Some of the questions that have been discussed above are still relevant, such as: does this belong in Shapely itself, or outside (now in pygeos instead of geopandas)? If not, how do we ensure compatibility (both on a packaging level, as for user interfacing geometry objects) ? That are still aspects that need be further discussed.

One specific aspect for geopandas to discuss is how to integrate with pygeos initially (require it, do it optional for now, …), but will open a specific issue for that.

This is interesting. There’d be a lot of benefit in vectorizing or compiling those geopandas loops. For instance: I had to build a lot of hack-y spatial queries into OSMnx to speed up my spatial operations for working with millions of points and complex polygons.
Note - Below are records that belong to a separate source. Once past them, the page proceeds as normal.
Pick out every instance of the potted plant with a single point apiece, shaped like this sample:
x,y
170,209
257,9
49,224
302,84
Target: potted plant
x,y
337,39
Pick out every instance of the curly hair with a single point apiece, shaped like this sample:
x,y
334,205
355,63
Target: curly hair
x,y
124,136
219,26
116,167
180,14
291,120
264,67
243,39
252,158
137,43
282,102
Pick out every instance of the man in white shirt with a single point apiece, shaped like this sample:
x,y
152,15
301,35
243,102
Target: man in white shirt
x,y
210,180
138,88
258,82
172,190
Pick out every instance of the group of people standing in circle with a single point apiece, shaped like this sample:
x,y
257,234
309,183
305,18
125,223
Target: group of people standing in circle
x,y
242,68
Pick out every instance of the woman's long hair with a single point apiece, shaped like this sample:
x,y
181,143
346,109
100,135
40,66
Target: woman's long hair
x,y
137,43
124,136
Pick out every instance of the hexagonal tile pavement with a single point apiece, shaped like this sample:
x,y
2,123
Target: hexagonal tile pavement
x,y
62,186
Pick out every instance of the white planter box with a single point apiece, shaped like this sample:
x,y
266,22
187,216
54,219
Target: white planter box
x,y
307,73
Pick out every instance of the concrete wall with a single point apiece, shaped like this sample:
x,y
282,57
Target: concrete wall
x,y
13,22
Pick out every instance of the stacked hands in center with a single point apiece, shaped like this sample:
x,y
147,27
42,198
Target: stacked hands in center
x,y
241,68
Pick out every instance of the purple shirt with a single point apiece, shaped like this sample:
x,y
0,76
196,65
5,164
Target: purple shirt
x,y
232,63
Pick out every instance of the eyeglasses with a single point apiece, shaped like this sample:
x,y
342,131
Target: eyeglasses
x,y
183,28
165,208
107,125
It would be interesting to benchmark a numba solution against your cython solution, as it might be simpler to implement. You’d presumably have to fall back on numpy x-y arrays instead of shapely geometries to get the functions to compile with numba (since it only plays nicely with scalars and arrays). But new versions of numba might be able to compile classes.

For what it’s worth, the existing shapely vectorized module alone provides an order of magnitude speed increase over the python-loops implementation in your example code:

import numpy as np, shapely.vectorized as sv
from shapely.geometry import Point, Polygon
polygon = Polygon([(10,10), (10,100), (100,100), (100, 10)])
xy = np.array([(n, n) for n in range(10000)])
points = [Point(x, y) for x, y in xy]

Loops:

def contains_py(polygon, points):
    return np.array([polygon.contains(point) for point in points])
%timeit contains_py(polygon, points)

10 loops, best of 3: 40.1 ms per loop

Vectorized:

%timeit sv.contains(polygon, x=xy[:,0], y=xy[:,1])

100 loops, best of 3: 3.09 ms per loop

But integrating this with a spatial index probably opens a whole new can of worms.